Wouldn't the best time would've been when Bitcoin was trading for less than a penny? But most sane (I mean that quite literally) people that bought it at those prices probably predicted it to collapse long before it got where it is now, and would've got out rather than hold - excuse me for typing correctly- hodl, so... If I were to give advice on bitcoin, I would also suggest doing the exact opposite of what I say, so I'll skip the advice altogether.
I hope you don't mind that, rather than try to give a direct answer, I piggyback for a question of my own?
Was bitcoin (or any cryptocurrency, but let's focus on big poppa) predictably good?
Or was it more chance than anything- irrational, but practically profitable?
I, like I think many here, am a "bitcoin regretter." The kind of person that heard of bitcoin pretty early on (I distinctly remember it being around... 10-20$? which would've been sometime in 2012) but dismissed it as absurd, ridiculous, wasteful, and would fizzle out (I'm thinking of ExtraBurdensomeCount's recollection of Seti@home, given I did something similar when I could've been mining alt-coins I'd dismissed; alas!). Seti@home fizzled, similar programs for protein-folding fizzed and have now been usurped by AlphaFold, and yet Bitcoin et al are still going strong.
The Wizard and the Prophet comes to mind, a dual-biography of Norman Borlaug (of dwarf wheat fame) and the pessimistic, Malthusian William Vogt. Pretty interesting book, that touches on but I think spends too little time on Vogt being wrong only by sake of a nearly-literal miracle. Borlaug's dwarf wheat had been reduced to a single test plot and a handful of seeds; with a slightly different storm pattern his efforts would've failed, and Vogt would've been correct in just how bad the famines would become. You can get everything right, and still fail, from your "unknown unknowns."
For better or worse, I continue to cling to a position that the valuations would suggest is blatantly wrong- I still think it's absurd, ridiculous, wasteful, and will fizzle out eventually. But I've been wrong about Bitcoin for 10 years- even if I'm right eventually, it's not right enough to be useful. I think it's fantastically stupid, but a lot of people have gotten fantastically rich on stupid things before, they are now, they will again in the future. It is self-congratulatory to think this, I know. In turn I have down-graded both my own confidence and wisdom, and my opinion of humanity.

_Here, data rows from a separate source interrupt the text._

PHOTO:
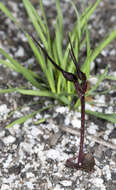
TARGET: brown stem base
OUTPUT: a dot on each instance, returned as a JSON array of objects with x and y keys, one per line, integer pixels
[{"x": 87, "y": 163}]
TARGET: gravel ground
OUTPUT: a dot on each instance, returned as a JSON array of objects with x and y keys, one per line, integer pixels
[{"x": 32, "y": 155}]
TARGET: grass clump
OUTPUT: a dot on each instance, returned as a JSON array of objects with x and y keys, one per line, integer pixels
[{"x": 53, "y": 84}]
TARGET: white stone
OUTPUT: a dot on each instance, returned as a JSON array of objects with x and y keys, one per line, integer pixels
[
  {"x": 9, "y": 140},
  {"x": 5, "y": 187},
  {"x": 92, "y": 129},
  {"x": 98, "y": 182},
  {"x": 66, "y": 183}
]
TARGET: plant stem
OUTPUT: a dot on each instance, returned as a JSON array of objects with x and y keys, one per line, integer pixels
[{"x": 80, "y": 157}]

Bitcoin is, to me, a highlight of two camps of "rationality": "rationality is systematized winning" as opposed to (in fact directly opposed to) a "rationality is the Search for capital-T Truth." What's the phrase, instrumental versus epistemic? The TRUTH may be that Bitcoin is as stupid as I think- but if enough suckers are born every minute, that's still valuable. I prized epistemic, and because of that, I missed out on what was either (or both) one of the largest, most-accessible events of wealth creation, or one of the largest bubbles/con-schemes.